A typical commercial rooftop air-conditioning unit (RTU) Credit: Oak Ridge National Lab
Interior of lab prototype RTU under construction, taken during 2nd quarter of FY 14. Credit: Oak Ridge National Lab
Lead Performer: Oak Ridge National Laboratory - Oak Ridge, TN
Partners: Trane Company, Ingersoll Rand Inc. - Davidson, NC
DOE Funding: $1,914,000
Project Term: Oct. 2011 - Sept. 2015
The outcome of this project will be the development of a rooftop air conditioning unit (RTU) providing cooling capacity above 150,000 Btu/hr with an Integrated Energy Efficiency Ratio (IEER) of 22 (at the AHRI 340/360 rating conditions). ORNL will work with Trane Company, Ingersoll Rand Inc., to design an innovative system configuration and select high efficiency components. Using the DOE/ORNL Heat Pump Design Model (HPDM), numerous system configurations will be modeled and evaluated to conduct design optimizations to develop an RTU reaching the IEER goal with minimum cost premium.

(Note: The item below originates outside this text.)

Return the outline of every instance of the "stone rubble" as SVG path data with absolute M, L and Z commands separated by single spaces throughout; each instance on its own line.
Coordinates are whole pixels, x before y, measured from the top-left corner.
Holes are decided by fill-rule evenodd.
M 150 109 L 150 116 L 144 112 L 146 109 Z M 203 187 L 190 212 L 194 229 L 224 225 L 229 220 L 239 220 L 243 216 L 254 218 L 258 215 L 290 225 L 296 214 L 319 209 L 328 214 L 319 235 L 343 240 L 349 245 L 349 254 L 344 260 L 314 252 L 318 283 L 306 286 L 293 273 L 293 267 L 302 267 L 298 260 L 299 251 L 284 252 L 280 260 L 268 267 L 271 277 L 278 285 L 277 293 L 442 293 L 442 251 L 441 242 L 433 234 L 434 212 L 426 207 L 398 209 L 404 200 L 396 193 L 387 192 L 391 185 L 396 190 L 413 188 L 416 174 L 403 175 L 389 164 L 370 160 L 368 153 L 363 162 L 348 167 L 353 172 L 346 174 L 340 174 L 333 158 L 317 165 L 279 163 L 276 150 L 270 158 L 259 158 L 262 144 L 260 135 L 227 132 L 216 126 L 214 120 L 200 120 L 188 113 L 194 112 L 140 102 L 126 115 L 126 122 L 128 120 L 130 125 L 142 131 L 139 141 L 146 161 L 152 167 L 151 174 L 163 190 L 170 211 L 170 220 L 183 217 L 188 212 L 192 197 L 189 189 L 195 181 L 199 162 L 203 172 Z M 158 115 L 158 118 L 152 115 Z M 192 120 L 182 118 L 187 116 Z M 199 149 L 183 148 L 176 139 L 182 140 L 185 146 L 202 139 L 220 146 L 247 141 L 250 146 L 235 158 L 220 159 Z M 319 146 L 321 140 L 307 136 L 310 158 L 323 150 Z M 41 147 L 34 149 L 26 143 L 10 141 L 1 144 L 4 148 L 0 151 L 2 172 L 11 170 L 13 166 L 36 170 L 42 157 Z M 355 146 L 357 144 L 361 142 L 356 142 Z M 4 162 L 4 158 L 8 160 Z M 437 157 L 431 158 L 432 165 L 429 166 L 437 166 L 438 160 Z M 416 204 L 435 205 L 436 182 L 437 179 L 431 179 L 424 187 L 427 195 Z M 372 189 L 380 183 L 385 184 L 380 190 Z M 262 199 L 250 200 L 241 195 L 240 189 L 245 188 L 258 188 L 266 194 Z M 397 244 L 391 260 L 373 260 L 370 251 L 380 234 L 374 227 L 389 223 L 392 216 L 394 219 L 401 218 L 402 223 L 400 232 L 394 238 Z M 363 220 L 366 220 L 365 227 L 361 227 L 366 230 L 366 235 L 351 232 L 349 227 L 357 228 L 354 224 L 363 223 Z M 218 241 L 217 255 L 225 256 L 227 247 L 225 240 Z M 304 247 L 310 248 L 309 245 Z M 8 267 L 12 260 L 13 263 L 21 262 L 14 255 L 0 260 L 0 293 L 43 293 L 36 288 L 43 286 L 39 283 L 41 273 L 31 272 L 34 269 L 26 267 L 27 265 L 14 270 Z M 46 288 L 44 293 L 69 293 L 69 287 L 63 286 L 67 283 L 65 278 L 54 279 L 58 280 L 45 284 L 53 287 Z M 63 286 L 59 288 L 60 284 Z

Lab breadboard and production ready prototype units will be constructed by Trane. Controlled testing of the lab breadboard unit at ORNL will be used to verify the key performance targets. The test data will be used to calibrate the HPDM and produce performance maps for building energy simulation and energy savings assessment. Payback periods will be estimated by comparing projected savings with cost figures provided by the manufacturer. ORNL will extend the design to cover a whole product series ranging from 10-ton to 20-ton cooling capacity. In addition, ORNL will conduct field testing for one RTU in ORNL’s Flexible Research Platform.
More than half of U.S. commercial building space is cooled by RTUs. Existing rooftop HVAC units consume more than 1.3% of total US energy annually (1.0 Quad source energy). If built to meet the target specification of 22 IEER, ORNL estimates that these units would reduce energy use by as much as 50% over current standards. Nationwide, if all 10 to 20-ton RTUs met the IEER goal, ORNL estimates businesses would save over $1 billion each year in energy costs, helping American companies better compete on a global scale.